The Government of Kenya has been very keen to implement economic liberalization and has instituted various reforms. This has led to better economic performance and an improved environment for conducting business.
The country has in the last few decades tried to reduce dependence on the traditional agricultural export commodities such as tea and coffee and has made serious efforts to promote non-traditional exports such as horticultural crops, Manufactures, and most recently the export of services. Services such as banking, insurance and business have also grown and the country’s currency, the Kenya Shilling, remains fairly stable.
Kenya is host to numerous multi-national corporations, majority of which are from USA, United Kingdom, Germany and the Far East, and has for a long time been viewed as a gateway to the wider East African region.

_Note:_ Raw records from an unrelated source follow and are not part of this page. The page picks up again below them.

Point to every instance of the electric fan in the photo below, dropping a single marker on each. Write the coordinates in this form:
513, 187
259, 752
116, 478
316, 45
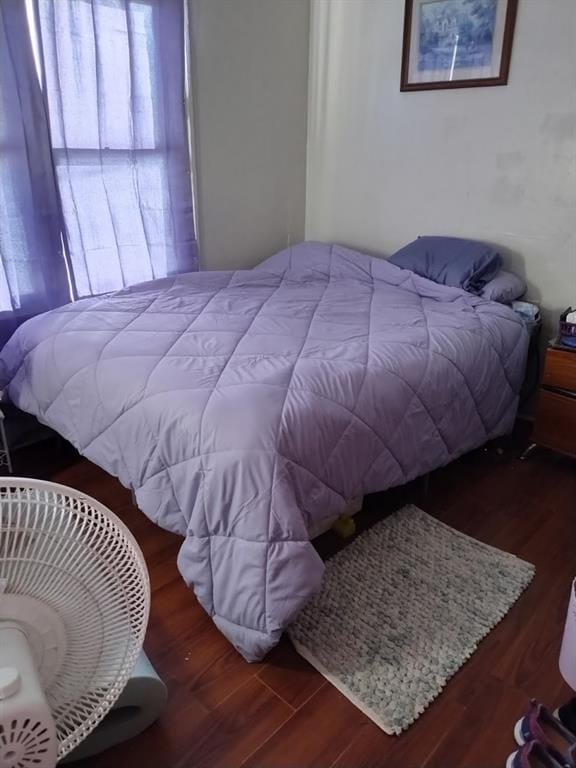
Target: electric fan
74, 602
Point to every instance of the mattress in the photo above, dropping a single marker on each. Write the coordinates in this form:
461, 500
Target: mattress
245, 408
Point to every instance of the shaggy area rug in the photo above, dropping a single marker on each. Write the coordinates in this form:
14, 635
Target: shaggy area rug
400, 611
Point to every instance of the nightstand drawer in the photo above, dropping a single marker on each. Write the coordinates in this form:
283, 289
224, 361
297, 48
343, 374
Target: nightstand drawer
560, 370
556, 422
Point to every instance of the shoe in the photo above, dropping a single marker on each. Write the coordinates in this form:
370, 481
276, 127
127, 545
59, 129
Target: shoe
567, 715
533, 754
539, 725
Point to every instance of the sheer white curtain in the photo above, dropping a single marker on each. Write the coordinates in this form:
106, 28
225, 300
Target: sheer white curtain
32, 266
115, 88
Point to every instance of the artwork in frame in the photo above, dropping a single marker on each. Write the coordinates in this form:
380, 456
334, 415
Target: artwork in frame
457, 43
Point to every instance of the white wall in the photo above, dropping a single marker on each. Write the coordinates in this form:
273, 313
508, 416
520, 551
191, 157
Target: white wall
250, 91
498, 164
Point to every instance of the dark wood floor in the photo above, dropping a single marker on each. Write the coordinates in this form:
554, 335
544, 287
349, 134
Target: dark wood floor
224, 712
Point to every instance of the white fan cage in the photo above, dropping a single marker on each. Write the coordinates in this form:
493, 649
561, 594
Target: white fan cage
74, 555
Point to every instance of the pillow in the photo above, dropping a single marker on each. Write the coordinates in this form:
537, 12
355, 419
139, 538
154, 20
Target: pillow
506, 287
454, 261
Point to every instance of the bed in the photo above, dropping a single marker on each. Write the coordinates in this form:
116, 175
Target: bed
246, 408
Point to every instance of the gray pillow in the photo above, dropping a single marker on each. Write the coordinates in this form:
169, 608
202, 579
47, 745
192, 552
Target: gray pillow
455, 261
505, 288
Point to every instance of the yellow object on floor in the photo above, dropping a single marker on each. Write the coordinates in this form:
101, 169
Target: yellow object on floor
345, 527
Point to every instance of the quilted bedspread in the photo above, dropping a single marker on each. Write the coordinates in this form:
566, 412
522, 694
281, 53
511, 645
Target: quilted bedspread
245, 408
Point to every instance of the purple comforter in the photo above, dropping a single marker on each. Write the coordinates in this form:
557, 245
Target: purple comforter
246, 407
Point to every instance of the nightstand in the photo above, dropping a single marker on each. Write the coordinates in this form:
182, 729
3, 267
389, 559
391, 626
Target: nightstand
555, 425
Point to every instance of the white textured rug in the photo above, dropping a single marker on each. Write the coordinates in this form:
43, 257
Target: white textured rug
401, 609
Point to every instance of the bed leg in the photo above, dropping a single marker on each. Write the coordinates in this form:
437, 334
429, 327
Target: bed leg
425, 484
532, 447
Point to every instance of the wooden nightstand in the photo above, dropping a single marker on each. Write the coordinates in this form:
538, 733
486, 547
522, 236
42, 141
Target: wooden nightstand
555, 425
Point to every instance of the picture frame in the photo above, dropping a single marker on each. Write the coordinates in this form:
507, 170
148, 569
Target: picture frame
457, 43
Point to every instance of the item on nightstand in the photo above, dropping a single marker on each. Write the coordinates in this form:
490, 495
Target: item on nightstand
568, 327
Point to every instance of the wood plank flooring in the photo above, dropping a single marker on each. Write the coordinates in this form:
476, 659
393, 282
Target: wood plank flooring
225, 713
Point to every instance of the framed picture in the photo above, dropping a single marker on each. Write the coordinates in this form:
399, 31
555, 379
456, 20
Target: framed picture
457, 43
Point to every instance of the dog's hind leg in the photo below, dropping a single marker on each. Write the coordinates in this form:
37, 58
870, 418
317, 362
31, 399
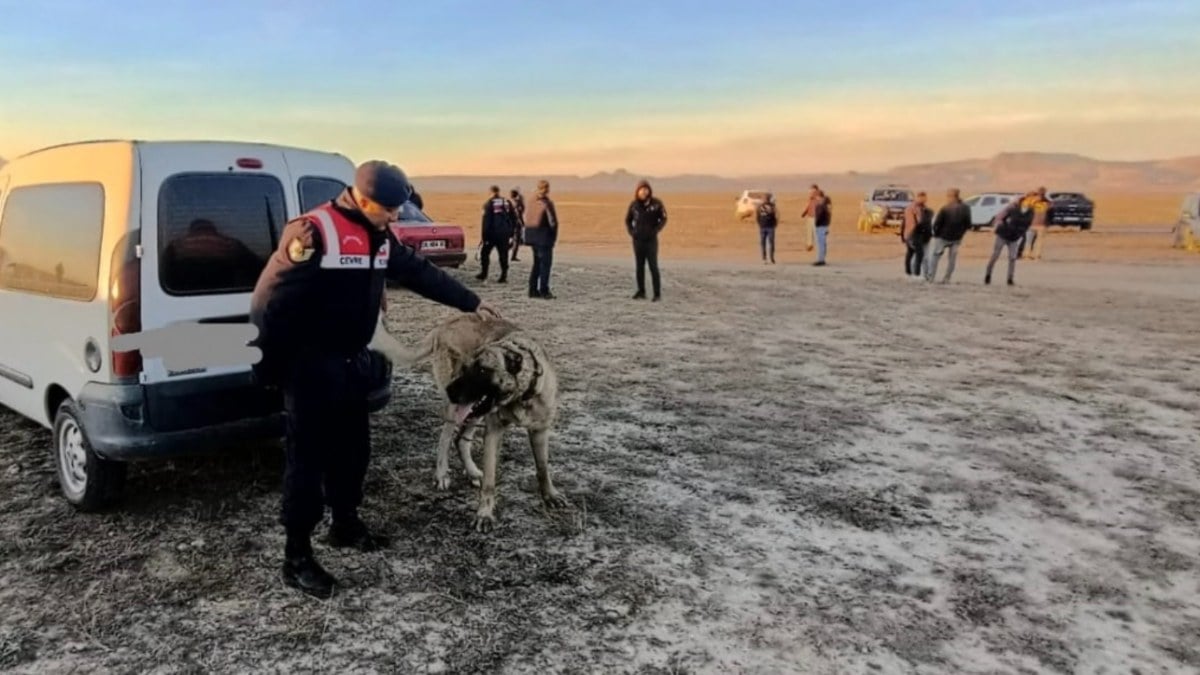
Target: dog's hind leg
485, 518
539, 441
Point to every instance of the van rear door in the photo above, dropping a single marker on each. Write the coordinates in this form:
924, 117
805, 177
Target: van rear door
211, 216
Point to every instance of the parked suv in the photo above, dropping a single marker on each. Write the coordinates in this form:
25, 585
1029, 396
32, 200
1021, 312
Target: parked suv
749, 202
985, 205
101, 239
1069, 209
1187, 228
883, 207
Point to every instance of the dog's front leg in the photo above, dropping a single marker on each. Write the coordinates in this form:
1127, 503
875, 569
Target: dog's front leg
485, 518
539, 441
442, 475
468, 464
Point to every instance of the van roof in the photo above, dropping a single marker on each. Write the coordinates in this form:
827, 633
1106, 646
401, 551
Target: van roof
174, 142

The Government of Kenya is taking a variety of steps to create an enabling environment for both foreign and domestic investment. This is in line with the Government’s Economic Recovery Strategy for Wealth and Employment Creation(2003-2007), which is focused on the promises contained in the manifesto of the ruling party, the National Rainbow Coalition (NARC).
Priorities are investment in infrastructure and improving access to education and health services. Also at the top of the agenda are fighting corruption and promoting good governance. Kenya’s economy has been improving after years of poor performance, and posted real economic growth.
Agriculture remains the dominant sector, it contributed 24% to the GDP in 2003. Nevertheless, other sectors like manufacturing, tourism and business services also make significant contributions (Figure II.1). Growth in agriculture increased to1.5% in 2003, up from 0.7% in 2002, while the manufacturing sector grew by 1.4% in 2003, up from 1.2% in 2002 and 0.8% in 2001.
This modest positive growth was mainly attributable to tight fiscal and monetary policies, stable exchange rates, low demand for imports, low food prices and stable petroleum prices. Considering sub-Saharan Africa’s (excluding South Africa) GDP growth of 3.6% in 2003.Kenya’s economic performance can be said to be no more than fair.